I've been a fan of Home Assistant for a while. We use it mostly for our windows/blinds and some heating bits so far (as well as the tree lights this last Xmas), but there's lots of other useful features and addons.

However, something recently has caused us to get repeatedly locked out of the system. It's got an IP banning system that was getting tripped by our own external IP for some reason. I haven't managed to track that one down yet (looked at things like the proxy headers, etc) and I was hoping to just allow list our IP and call it good enough. But, that's not something that's available, and the upstream maintainers appear to be of the "let's fix the actual bugs" opinion. Generally, I'm in agreement with this philosophy, but right now I just wanted to get stuff done. Judging from both that PR's comments and a fairly active community discussion thread, this is wanted though.

I've written a plugin for Home Assistant that solves this. This can be installed with the excellent 3rd party HACS tool, and configured to whatever IPs you want allow listed. How this works is a bit of a hack, but OTOH, it seems to work. What it does is wait for the HTTP bits to be up, and then digs into the relevant objects and wraps the banning feature with a filter. Fundamentally, all of this code is just Python, so you can just do this sort of monkey patching, it's just generally a really bad idea. To try and reduce the level of "oh gods, will this break stuff", I've got integration tests that explicitly both tests banning and the filtered banning, and grabs each of the monthly versions of Home Assistant from 2023.8.4 all the way up to the latest 2024.4.0, so it seems safe so far. Patches welcomed if you find a way to break things :)

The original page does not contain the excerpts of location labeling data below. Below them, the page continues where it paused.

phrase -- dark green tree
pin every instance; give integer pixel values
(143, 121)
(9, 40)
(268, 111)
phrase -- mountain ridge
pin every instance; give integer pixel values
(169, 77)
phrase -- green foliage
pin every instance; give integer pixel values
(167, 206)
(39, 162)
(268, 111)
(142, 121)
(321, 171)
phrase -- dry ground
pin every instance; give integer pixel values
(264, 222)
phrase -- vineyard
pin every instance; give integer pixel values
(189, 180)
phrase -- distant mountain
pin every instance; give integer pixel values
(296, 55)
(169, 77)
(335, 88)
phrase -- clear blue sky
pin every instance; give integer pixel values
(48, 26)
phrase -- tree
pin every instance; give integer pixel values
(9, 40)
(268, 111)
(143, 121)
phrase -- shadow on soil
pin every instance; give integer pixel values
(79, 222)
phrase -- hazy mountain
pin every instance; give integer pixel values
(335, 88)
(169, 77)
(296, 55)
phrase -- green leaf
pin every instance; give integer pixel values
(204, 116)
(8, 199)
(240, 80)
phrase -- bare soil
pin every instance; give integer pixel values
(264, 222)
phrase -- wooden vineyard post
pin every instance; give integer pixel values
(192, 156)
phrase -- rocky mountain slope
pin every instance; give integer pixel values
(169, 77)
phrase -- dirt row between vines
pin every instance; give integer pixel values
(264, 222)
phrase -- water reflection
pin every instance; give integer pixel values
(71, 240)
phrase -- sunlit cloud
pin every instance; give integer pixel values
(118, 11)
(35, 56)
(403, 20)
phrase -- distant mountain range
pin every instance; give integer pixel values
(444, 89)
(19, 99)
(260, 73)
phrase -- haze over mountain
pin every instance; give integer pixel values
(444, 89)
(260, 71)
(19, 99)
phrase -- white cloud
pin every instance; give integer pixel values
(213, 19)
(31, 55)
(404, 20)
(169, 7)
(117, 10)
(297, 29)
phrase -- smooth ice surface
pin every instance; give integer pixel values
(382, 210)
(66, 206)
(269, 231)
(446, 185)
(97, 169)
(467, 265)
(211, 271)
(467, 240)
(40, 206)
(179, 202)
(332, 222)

Relatedly, I've used uv, a new Python package installer written in Rust for this project, and wow. It's insanely fast. I did a version upgrade of Python from 3.11 to 3.12 for the project, and the time to tear down the old virtualenv and make a new one was about a second or so. Having tooling this fast means you can do things like "always do a package sync before running tests" in the Makefile and not be going "ugh, waiting for the packager again" all the time, which is really useful.